Here are some high-level questions that can help you wow your interviewer and clarify some things that’ll help you make a decision, too.

Best questions to ask a prospective employer in a job interview

job interview

“Describe the perfect candidate for this role”

This question can uncover some valuable information about the role that you might not find in the job description. You might learn more about which skills the company values most, how the ideal candidate fits into the culture, and potential expectations.

“What are the day-to-day responsibilities of this job?”

This question is an important one to ask if the description wasn’t 100% clear. More so if you’ll be working with a small team or the company itself is small — as in these cases, there may be more cross-functionality than you were expecting.

Additionally, it’s worth pointing out that this question isn’t appropriate for every role. A marketing manager or a consultant may have responsibilities that look different from company to company.

In a sales position, this may make it seem like you don’t know what you’re doing—as chances are, you’ll be connecting with prospects and clients day to day. In this case, a more appropriate question might be something like, “How much time do sales reps spend in the field or traveling vs. in the office?”

“What is the company culture like?”

A question like this is a good one, especially if you’re concerned about turnover or the company’s approach to creating growth opportunities for their employees. The interviewer, of course, will be trying to make the position sound as appealing as possible, but feel free to build on this question after they give an initial response.
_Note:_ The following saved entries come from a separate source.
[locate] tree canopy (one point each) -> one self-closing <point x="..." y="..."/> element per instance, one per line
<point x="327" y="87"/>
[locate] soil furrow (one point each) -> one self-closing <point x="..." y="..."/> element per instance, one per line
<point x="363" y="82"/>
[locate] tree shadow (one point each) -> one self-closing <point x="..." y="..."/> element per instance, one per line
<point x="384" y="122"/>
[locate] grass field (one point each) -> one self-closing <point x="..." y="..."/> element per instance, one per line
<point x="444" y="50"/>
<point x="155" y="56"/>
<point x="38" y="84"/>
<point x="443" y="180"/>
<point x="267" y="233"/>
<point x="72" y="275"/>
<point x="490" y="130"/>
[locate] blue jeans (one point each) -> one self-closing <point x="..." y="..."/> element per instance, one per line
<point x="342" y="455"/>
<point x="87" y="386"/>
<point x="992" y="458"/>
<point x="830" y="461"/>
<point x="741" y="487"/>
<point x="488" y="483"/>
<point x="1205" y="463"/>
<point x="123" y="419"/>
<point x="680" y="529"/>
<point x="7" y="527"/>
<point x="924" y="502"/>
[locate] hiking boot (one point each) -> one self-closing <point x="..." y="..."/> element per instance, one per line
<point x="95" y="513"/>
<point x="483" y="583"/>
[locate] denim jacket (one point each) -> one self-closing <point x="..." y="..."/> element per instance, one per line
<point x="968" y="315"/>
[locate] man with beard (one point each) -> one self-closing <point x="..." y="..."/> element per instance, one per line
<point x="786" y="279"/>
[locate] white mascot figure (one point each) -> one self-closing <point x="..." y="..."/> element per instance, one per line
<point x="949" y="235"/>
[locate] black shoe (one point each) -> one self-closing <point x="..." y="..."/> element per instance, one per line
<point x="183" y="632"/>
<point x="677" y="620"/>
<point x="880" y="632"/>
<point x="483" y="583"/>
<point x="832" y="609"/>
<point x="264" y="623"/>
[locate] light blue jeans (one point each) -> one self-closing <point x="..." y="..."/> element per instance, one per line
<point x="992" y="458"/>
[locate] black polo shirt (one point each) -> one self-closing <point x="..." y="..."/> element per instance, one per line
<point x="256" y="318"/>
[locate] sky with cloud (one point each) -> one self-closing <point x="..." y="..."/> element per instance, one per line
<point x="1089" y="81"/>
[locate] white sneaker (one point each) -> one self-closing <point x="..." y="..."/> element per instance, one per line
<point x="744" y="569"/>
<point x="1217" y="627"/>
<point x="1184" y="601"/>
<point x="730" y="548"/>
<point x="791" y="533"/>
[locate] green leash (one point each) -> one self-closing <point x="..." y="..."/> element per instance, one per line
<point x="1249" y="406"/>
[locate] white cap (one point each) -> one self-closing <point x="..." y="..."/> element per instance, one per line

Follow-up questions might include the following:

What activities are offered to employees? If there are a lot of game nights, sports leagues, and so on, there’s likely an expectation to participate in extracurriculars.

  • What career paths are available?
  • Do people have flexible schedules?
  • What’s the dress code?
  • What do you like about working here?

“What metrics do you use to determine success?”

Another way to identify any potential red flags here is to ask about how the company measures performance.

Gaining some insight into how this company measures success will help you understand what you’ll be judged against, which may add some weight as to whether this position is a fit or not. Does the interviewer have unrealistic standards or follow a system that seems fair and easy to grasp?

Additionally, if the interviewer doesn’t have a sense of what success looks like in the context of this role, that might be a sign of frustration to come.

“What are the biggest challenges the company is currently facing?”

Challenges stand to help you identify the key issues affecting the industry, and the organization itself. Asking this question could identify areas where your particular expertise stands to help the company overcome weak areas — i.e. a great place to gain an edge on the competition.

“What are the next steps?”

Don’t leave without asking what’s next.

For one, this question allows you to make certain that the interviewer has all of the information they need to make a decision.

Two — it gives you a timeline, so you won’t be waiting by your laptop refreshing your Gmail obsessively. And three, this question indicates interest about the position — which, of course, is always a plus.

And… we’ll leave you with a few things to avoid

First of all, don’t ask any questions that you should already know the answer to.

Think, “What does this company even do?” A small misstep will make it look like you haven’t bothered to prepare.

Additionally, you shouldn’t ask about salary in an interview. If they like you, that conversation will happen in time.

We’re not completely on board with this norm, as you might waste your time jumping through hoops when something might not work for your lifestyle. Indeed recommends providing a range, as opposed to a set amount. The Muse says skip it.

In any case, tread lightly here.

If you’re working with a recruiter, it might be worth asking them at the outset and doing some research behind the scenes.

During the actual interview, your job is to build trust and demonstrate your competency. And, the best way to do this is by asking smart questions that dive deeper. Good luck!